Eighteen other countries say assisted suicide laws will be considered this year KFF Health News.

Oregon and Vermont are the only states that allow out-of-state residents to travel for the procedure.

Still, the process for getting permission to die in these states is rigorous, says Dr. Charles Blanke, an oncologist in Oregon who focuses on terminal care and medical aid in dying, told CBS news.

“The law is quite strict about what needs to be done,” Dr. Blanke said.

To be eligible to die in Vermont, a patient must be 18 years old, have six months to live, be able to take their own pills and be able to make informed decisions about their own health care.

If they meet these criteria, they must submit two requests to the prescribing physician. The requests must be at least two weeks apart.

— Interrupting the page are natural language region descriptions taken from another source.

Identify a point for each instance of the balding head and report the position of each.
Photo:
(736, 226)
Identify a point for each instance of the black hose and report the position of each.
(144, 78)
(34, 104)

These requests can be made via telemedicine, if the doctor so chooses. However, the law requires patients to be in Vermont when they meet with a doctor and take the pills.

In Ms. Milano’s case, the first time she had the procedure in 2023, she drove nine hours to Burlington, Vermont, to meet with a doctor.

She did not complete the process within six months and allowed it to lapse without receiving the medication.

Ms. Milano and her husband, pictured. She said she has been checking off items from her bucket list since her diagnosis, including visiting a local farm to cuddle a cow

Ms. Milano and her husband, pictured. She said she has been checking off items from her bucket list since her diagnosis, including visiting a local farm to cuddle a cow

But she started over, driving back to Vermont in June 2024. This time, she drove six hours and met with the same doctor via Zoom, from a parking lot just across the state line.

She said she did so because she was “afraid of not being truthful” about being in the state of Vermont during a doctor’s appointment, as required by law.

After this step, a patient must still submit a written request to a doctor, have it signed by witnesses, and see a second doctor to confirm the first doctor’s findings.

The doctor then writes a prescription, which is held for 15 days before being filled. Once the patient picks up the prescription, the process is in their hands.

Mrs. Milano has not yet taken these final steps.

There is no universal support for assisted suicide. Critics such as Dr. Jack Ende, the former president of the American College of Physicians, have said that these efforts take away funding and distract from, for example, improving palliative care.

“The focus at the end of life should be on efforts to prevent or alleviate suffering and on the often unaddressed needs of patients and families. As a society, we must work to improve hospice and palliative care, including awareness and access,” Dr. Ende said.

Religious groups have said the efforts cross moral boundaries. Representatives of the Catholic Church have declared: ‘We do not have the authority to take control ourselves when life ends.’

Ms. Milano, who is herself a minister and pastor at the Center for Spiritual Awareness in Pennsylvania, has openly expressed her decision to explore euthanasia via her social media channels.

She said that if she were given the pills she could take to end her life, she would not be sure she would take them. About a third of people who fill their prescriptions never do.

Right now, she’s focused on checking off items on her bucket list. She recently shared that she fulfilled a lifelong dream of cuddling a cow, sharing a video of herself laughing next to a tame, small dairy cow on Facebook.

She says it is a comfort to know she has a choice, even though she is still alive.

“I’m afraid of dying, I’m not afraid of death,” she said.